Alfred Billings Street (December 18, 1811–June 2, 1881) was an American writer and poet. His parents were Randal S. Street and Corneila Billings.

==Biography==
Street was born in Poughkeepsie, New York. His family moved to Monticello in Sullivan County when he was young, and he was educated at the Duchess County Academy inSullivan County, New York before moving in 1825. He later studied law with his father, Randall Sandal Street, and practiced in Monticello.

As a teenager, he published poems, A Day in March and A Winter Scene in the Evening Post.

In 1839 he moved to Albany and settled a small law office. Two years later he married Elizabeth Weed Street, and from 1843 to 1844 he edited the Northern Light. In 1848, he was appointed New York State Librarian, a position he held until his death.

He was a correspondent of Horace Greeley.

His poems deal with the sights and sounds of the woodland and the life of the more primitive days of the settlement of America.

In 1842, Edgar Allan Poe wrote about Billings, "Mr.

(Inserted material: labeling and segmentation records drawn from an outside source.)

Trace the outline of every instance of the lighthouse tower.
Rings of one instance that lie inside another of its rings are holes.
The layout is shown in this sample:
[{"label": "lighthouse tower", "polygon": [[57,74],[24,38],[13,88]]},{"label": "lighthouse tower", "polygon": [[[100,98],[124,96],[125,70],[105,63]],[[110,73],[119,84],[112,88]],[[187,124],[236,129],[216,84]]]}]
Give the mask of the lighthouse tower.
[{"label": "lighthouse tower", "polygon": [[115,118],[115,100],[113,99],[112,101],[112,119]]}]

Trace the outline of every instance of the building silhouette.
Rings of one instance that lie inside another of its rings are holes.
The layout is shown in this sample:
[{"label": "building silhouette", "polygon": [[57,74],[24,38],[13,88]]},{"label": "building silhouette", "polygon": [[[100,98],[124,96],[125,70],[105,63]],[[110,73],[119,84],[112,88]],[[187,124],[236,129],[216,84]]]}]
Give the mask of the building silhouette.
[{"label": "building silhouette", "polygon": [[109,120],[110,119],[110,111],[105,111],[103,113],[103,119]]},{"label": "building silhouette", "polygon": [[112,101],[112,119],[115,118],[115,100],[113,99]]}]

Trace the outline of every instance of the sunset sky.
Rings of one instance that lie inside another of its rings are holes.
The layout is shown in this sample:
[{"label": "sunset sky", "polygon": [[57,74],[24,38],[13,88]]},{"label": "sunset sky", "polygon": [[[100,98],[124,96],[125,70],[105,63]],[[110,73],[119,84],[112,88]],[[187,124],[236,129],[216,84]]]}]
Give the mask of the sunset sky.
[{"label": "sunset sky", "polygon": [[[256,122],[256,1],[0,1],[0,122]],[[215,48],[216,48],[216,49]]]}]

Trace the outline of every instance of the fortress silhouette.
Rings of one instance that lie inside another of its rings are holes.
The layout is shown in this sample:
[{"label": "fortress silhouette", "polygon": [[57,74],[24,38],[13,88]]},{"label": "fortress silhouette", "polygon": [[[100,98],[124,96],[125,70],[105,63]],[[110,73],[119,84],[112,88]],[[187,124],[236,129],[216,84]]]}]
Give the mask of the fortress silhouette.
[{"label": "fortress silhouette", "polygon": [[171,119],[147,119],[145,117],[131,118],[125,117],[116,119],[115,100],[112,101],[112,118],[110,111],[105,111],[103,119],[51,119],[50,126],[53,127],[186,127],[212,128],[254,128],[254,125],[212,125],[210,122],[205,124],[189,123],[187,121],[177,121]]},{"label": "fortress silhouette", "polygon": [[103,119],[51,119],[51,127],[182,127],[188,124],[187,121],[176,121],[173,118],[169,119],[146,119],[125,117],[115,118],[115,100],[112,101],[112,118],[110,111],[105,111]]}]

Street has a fine taste, and a keen sense of the beautiful. He writes carefully, elaborately, [a]nd correctly."

==List of works==
Among his books of verse are:
- The Burning of Schenectady, and Other Poems (1842)
- Drawings and Tintings (1844)
- Fugitive Poems (1846)
- Frontenac: or The Atotarho of the Iroquois (1849)

His chief prose works are:
- Woods and Waters, or the Saranacs and the Racket (1860)
- The Indian Pass (1869)
- Lake and Mountain; or, Autumn in the Adirondacks (1870)
- Eagle Pine; or, Sketches of a New York Frontier Village (1871)

He also wrote A Digest of Taxation in the United States (1863).